WN: Comment définissez vous le concept de « smart city » ?
MZ : Je tiens d’abord à rappeler que le concept de la « smart city » n’est pas nouveau. Ses origines peuvent remonter au mouvement de croissance intelligente de la fin des années 1990 aux USA, qui préconise de nouvelles politiques en matière d’urbanisme. La ville de Portland dans l’Oregon est reconnue à l’époque comme un exemple de croissance intelligente. Le concept a été adopté depuis 2005 par un certain nombre de firmes de l’industrie informatique (Cisco en 2005, IBM en 2009, Siemens en 2004) pour installer des systèmes d’information complexes afin de connecter les infrastructures urbaines et des services tels que le bâtiment, le transport, la distribution de l’eau et de l’électricité, et la santé publique. Le concept a depuis évolué pour désigner toute forme d’innovation technologique dans la planification, le développement, et le fonctionnement des villes, par exemple, l’installation de bornes de recharge des véhicules électriques.

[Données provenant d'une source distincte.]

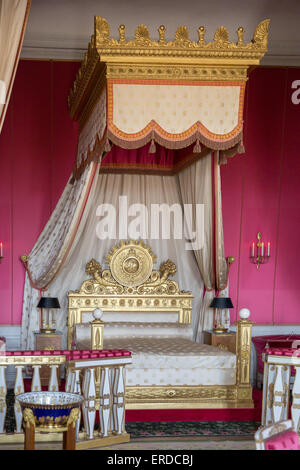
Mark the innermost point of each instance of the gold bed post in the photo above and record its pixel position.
(243, 353)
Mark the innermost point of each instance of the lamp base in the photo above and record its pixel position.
(220, 329)
(48, 330)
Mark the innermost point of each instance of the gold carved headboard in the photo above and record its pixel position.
(129, 285)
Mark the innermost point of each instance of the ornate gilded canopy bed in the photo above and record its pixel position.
(156, 121)
(152, 318)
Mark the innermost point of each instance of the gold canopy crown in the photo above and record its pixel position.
(144, 58)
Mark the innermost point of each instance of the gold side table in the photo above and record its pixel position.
(226, 340)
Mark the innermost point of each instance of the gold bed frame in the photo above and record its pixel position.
(131, 285)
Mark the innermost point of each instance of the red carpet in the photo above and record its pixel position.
(233, 414)
(230, 414)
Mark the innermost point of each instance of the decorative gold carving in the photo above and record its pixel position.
(97, 334)
(155, 293)
(168, 72)
(221, 37)
(28, 417)
(162, 59)
(243, 351)
(130, 263)
(253, 50)
(94, 269)
(32, 360)
(156, 393)
(73, 416)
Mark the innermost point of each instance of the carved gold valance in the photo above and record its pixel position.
(175, 93)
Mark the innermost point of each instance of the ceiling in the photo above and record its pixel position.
(61, 29)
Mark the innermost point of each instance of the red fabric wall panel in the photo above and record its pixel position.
(263, 185)
(37, 151)
(286, 291)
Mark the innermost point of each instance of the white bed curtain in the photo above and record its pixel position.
(13, 20)
(54, 247)
(71, 238)
(143, 189)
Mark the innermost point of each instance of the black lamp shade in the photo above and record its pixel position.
(221, 302)
(48, 302)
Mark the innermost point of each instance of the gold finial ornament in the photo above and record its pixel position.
(162, 32)
(143, 58)
(122, 30)
(240, 33)
(221, 36)
(201, 33)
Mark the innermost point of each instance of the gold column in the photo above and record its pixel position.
(97, 334)
(243, 351)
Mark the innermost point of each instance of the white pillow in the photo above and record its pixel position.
(136, 330)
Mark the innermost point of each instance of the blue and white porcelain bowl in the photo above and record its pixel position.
(51, 410)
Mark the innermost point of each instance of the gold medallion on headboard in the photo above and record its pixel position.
(130, 284)
(131, 263)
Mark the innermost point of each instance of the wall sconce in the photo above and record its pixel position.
(261, 254)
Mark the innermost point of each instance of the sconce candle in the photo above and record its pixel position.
(260, 257)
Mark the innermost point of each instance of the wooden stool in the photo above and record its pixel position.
(69, 435)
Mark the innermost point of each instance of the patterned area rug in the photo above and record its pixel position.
(189, 429)
(229, 430)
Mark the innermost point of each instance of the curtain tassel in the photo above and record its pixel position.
(107, 146)
(152, 148)
(241, 148)
(197, 147)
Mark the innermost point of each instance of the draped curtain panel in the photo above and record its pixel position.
(54, 246)
(13, 19)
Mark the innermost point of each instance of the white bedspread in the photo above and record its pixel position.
(169, 360)
(175, 361)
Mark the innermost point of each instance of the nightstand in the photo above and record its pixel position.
(50, 341)
(226, 341)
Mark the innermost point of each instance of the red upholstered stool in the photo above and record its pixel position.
(278, 341)
(278, 436)
(288, 440)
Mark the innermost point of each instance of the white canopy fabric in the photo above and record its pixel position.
(13, 20)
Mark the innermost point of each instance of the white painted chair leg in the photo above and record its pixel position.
(3, 391)
(295, 409)
(281, 393)
(68, 384)
(119, 400)
(89, 403)
(19, 388)
(105, 402)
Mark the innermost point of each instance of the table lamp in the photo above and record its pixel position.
(219, 304)
(48, 306)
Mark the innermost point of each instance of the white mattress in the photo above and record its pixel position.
(164, 354)
(175, 361)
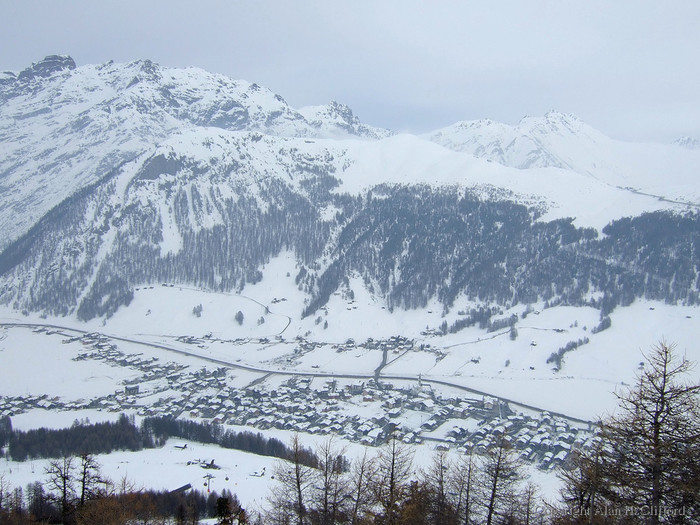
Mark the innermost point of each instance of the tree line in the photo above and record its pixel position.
(125, 434)
(76, 493)
(642, 468)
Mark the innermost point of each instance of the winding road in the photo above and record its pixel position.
(269, 372)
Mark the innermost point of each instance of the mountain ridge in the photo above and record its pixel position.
(121, 175)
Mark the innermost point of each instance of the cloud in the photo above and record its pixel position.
(622, 66)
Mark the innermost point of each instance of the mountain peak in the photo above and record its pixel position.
(48, 66)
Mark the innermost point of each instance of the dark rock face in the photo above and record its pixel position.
(47, 67)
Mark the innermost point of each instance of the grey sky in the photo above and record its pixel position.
(629, 67)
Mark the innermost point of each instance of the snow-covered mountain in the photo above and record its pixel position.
(64, 127)
(122, 175)
(564, 141)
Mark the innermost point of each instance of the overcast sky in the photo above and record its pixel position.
(628, 68)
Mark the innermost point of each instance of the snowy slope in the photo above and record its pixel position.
(64, 127)
(564, 141)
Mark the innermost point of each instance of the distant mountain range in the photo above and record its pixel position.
(118, 175)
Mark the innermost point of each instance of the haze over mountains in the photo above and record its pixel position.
(115, 176)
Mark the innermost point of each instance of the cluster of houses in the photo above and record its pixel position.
(364, 411)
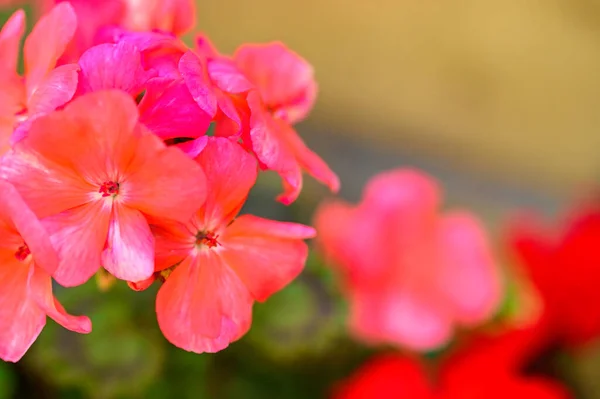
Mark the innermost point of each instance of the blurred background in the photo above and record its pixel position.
(498, 99)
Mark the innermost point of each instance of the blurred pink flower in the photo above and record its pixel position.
(564, 266)
(286, 92)
(217, 264)
(27, 259)
(94, 174)
(411, 273)
(44, 87)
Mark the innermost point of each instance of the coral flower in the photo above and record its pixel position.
(563, 266)
(286, 92)
(94, 173)
(393, 376)
(27, 259)
(44, 88)
(222, 263)
(411, 274)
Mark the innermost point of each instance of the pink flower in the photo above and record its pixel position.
(217, 265)
(94, 173)
(410, 273)
(170, 16)
(286, 93)
(44, 88)
(27, 259)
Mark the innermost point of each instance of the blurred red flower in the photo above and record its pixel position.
(564, 268)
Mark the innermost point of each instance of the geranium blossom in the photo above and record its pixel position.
(94, 173)
(27, 259)
(411, 273)
(563, 265)
(216, 265)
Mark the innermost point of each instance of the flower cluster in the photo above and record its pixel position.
(106, 163)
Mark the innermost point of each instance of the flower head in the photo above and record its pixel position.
(217, 265)
(410, 273)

Pour moi, la ville intelligente est une ville bien gérée dont les infrastructures physiques et numériques sont intégrées dans le but de fournir des services optimaux de manière fiable, rentable et durable tout en maintenant et en améliorant la qualité de vie de ses citoyens. Il s’agit d’une approche nouvelle appliquée à la gestion de la ville moderne qui repose sur l’adoption de solutions évolutives qui tirent parti des technologies d’information et de communication (TIC) pour accroître l’efficacité, réduire les coûts et améliorer la qualité de vie des citoyens. Les champs d’applications des solutions « smart city » sont l’urbanisme, l’énergie, la mobilité, la santé, le service public, la gouvernance et l’économie.
Concrètement, rendre une ville intelligente et durable passe par la réduction de l’impact environnemental, mais, également, de repenser en profondeur les modèles d’accès aux ressources, les transports, la gestion des déchets, la climatisation des édifices et surtout la gestion de l’énergie.
WN : Compte tenu de votre définition de la « smart city », pouvez-vous nous donner quelques exemples de villes intelligentes ?
MZ : Chaque ville établit sa stratégie « smart city » en fonction de ses priorités. Une ville en Chine n’a pas la même stratégie qu’une ville d’Europe, d’Afrique ou des USA. Certaines villes comme Amsterdam et Copenhague se focalisent sur la mobilité et la ville verte. Aux USA, New York ou San Francisco sont des leaders dans la transparence du gouvernement et la participation des citoyens. Barcelone est le centre mondial du mobile. Quant à Londres, la ville travaille sur la mobilité durable. En Asie, les villes de Tokyo, Fukushima et Yokohama au Japon investissent dans la « smart grid » (réseaux intelligents) alors que la ville de Séoul se concentre sur la ville ubiquitaire.
En France, certaines villes comme Lyon, Lille, Nantes et Issy-les-Moulineaux sont passées maîtres dans les solutions « smart city ». Cependant, aucune ville ne maîtrise toutes les dimensions du concept.
WN : Des exemples de villes modèle ?
MZ : Il y a beaucoup de villes intelligentes aujourd’hui, certaines sont nouvelles comme Songdo ou Masdar, alors que d’autres existent déjà comme Barcelone, Amsterdam ou Chicago. Toutefois, dans le cas de nouvelles villes, le succès ne sera complet que lorsque la ville intelligente deviendra un lieu de vie attractif et accessible pour les citoyens. Par exemple, le taux d’occupation de la ville de Songdo ne dépasse pas les 15% en dépit de ses infrastructures High Tech, principalement en raison des facteurs macro économiques tels que le marché de l’immobilier en Corée de Sud, un facteur difficile à prévoir et à contrôler.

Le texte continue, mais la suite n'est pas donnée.